SQL API is not writable. This means that we cannot update records with this API. However,
for creating a report, mostly reading data should be enough. Using it in smart ways,
we can create library data anlytics tools and handle our real-time data interactively.
Good news is that Sierra APIs is "OPEN" services and approachable anytime.
I want to hear your feedback later if this combination does
make sense to you.
What kinds of business and collection analytics do we need?
This is my next question. In many time, we do not get to our point
because we cannot ask a right question? Is our point getting a fancy system which
can do milllion things meticulously and omnipresently? I don't think so.
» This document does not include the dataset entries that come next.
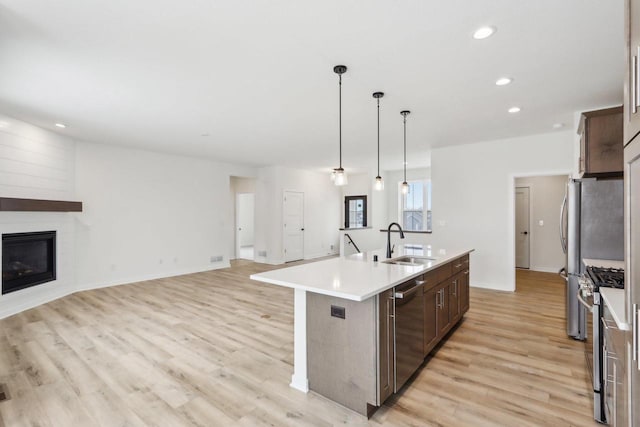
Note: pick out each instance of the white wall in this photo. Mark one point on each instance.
(149, 215)
(545, 197)
(473, 197)
(322, 204)
(38, 164)
(146, 215)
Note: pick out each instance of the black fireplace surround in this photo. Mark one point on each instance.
(28, 259)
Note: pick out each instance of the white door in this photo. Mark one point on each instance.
(293, 223)
(522, 227)
(245, 207)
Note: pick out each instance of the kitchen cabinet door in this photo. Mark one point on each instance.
(444, 321)
(454, 299)
(632, 270)
(632, 70)
(385, 346)
(601, 143)
(431, 309)
(464, 291)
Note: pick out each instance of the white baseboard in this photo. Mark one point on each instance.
(545, 269)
Our local library can
build our own tools that are suitable for their own purpose and in their own context.
Library Business & Data Analytics
Possible to create many analytics tools
Re-run or auto-run
Communicate on a Jupyter
Examples:
Expired Patrons with Checkouts
InterLibrary Loan Map:
ILL lendings in the last 100 days
ILL partners
Using the techniques shown previously, we can create many analytics tools.
Once we created the tools, we can re-run or auto-run them conveniently. On Jupyter, we can share
data and communicate what we find.
I will share two examples of analytics tools. (Slide)
(Show the code, jupyter/sierra_tools.ipynb)
Thoughts
More data from Sierra:
WebPac usages (search, download)
Non-Sierra data:
EzProxy
LibGuides
Library building usage (gate counter)
Digital repository system
And so on...
Everywhere people talks about data today. We librarians have always handled
data. We can ask where our data is located. (for example, Slide)
We can ask, "can we harvest certain data?" "Is it valuable or not?"
The ultimate goal of analyzing data is to learn
users' interactions with information resource. We can increase the efficiency of library
services when we know how our users and we consumes our resources.
What is the next?
[ Library Data Group ]
Seong Heon Lee, selee@chapman.edu
Finishing the presentation slide last Friday, I asked myself, "what is the next?"
I did not want to finish the presentation with the capital "THE END". Something
came to my mind. There is no end in our exploration of data. So, I decided to form "Library Data Group".
This group will explore various possibilities of using library data and of creating analytics tool.
So, if you are interested in, feel free to send me an email. Basically, starting from what we learned today,
I think we can develop better ideas and tools together.
Thank You.
My 10 year old daughter said that the last THANKS slide is
the most important and so must be pretty. Here we have. THANK YOU.